Partition toggling: a compliance hack under pressure

When the purge backlog grew faster than we could process it, the fix was not a faster purge job. It was using the database topology we already had.

PCI compliance requires purging payment instruments and verification data within a set time window. As Expedia’s payment platform onboarded more brands and the CIT/MIT framework increased the volume of stored instrument records, our purge jobs were constantly racing to keep up.

Then SQL Server patching took the jobs offline for a few days. When they came back, the backlog was growing faster than we could process it. We were days away from falling out of compliance.

The constraint

The purge jobs competed for database resources with our production API. Running them harder meant degrading the booking path. Running them during off-peak hours only was not enough to close the gap. We needed a way to dramatically increase purge throughput without impacting live traffic.

Seeing the topology differently

I pulled the numbers and noticed three things. The performance impact of the purge job fell primarily on GET calls. Over 95% of GET requests for a saved instrument happened within 24 hours of the POST. And our older database partitions still had capacity to accept new registrations.

This meant we could redirect new registrations to a different partition each week, then run aggressive purge jobs on the partition that was no longer receiving new writes. The 95% of reads that happened within 24 hours would hit the active partition. Only the 5% from reporting applications (not in the booking path) would cross partitions.

The risk

This had never been done before. Moving registrations between shards meant the cross-partition token master dependency would be exercised in a way it had not been tested at scale. I documented the risk, wrote the rollback procedure, and ran a pre-mortem review with the team.

The outcome

The deployment went smoothly. Registration latency had a slight bump from the cross-partition dependency, but stayed within SLOs. Within the first week, running the purge job at 4x throughput for longer windows cleared the backlog entirely. We moved registrations back to the primary partition and documented the entire procedure.

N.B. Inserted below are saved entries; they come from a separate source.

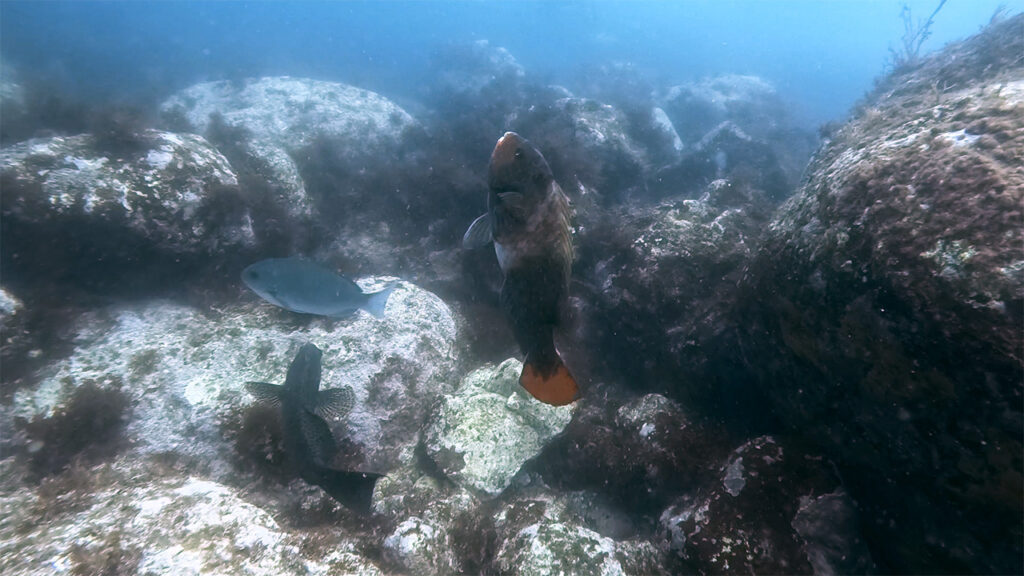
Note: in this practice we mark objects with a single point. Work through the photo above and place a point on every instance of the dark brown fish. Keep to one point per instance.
(528, 220)
(308, 442)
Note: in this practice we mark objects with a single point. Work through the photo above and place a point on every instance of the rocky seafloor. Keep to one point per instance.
(793, 361)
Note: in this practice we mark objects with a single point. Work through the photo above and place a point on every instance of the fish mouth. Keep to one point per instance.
(505, 150)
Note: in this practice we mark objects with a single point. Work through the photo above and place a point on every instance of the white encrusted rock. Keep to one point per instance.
(421, 547)
(141, 525)
(283, 116)
(565, 548)
(482, 434)
(159, 193)
(183, 373)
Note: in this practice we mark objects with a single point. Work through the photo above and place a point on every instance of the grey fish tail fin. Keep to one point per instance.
(353, 489)
(269, 394)
(478, 234)
(377, 301)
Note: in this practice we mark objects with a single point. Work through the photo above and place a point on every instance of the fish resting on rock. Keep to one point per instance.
(306, 287)
(309, 446)
(528, 220)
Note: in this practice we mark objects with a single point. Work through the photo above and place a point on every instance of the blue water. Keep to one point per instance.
(821, 55)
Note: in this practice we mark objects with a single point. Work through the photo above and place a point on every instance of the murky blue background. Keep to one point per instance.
(820, 54)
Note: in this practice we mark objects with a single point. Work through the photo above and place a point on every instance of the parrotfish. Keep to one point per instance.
(309, 446)
(528, 220)
(306, 287)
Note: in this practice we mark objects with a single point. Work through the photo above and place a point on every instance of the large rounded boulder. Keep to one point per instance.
(882, 317)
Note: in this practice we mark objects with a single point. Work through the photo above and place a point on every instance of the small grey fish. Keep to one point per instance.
(308, 443)
(306, 287)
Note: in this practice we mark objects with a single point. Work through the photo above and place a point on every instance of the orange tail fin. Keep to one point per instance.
(556, 387)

The procedure was used once more when we needed to reindex certain tables, proving the pattern was reusable beyond the original emergency.

The longer arc

This experience also made it clear that our purge architecture was not going to scale with the platform’s growth trajectory. I proposed migrating to DynamoDB with TTL-based purging, eliminating the purge jobs entirely. That became a multi-quarter project. Even with only a subset of clients onboarded to the new system, we hit SLOs that were 50% tighter than the original service. The projected RDS cost savings alone were over $1.4M per year.

Sometimes the right response to an emergency is a clever workaround. But if the emergency reveals a structural problem, the workaround should come with a proposal for the real fix.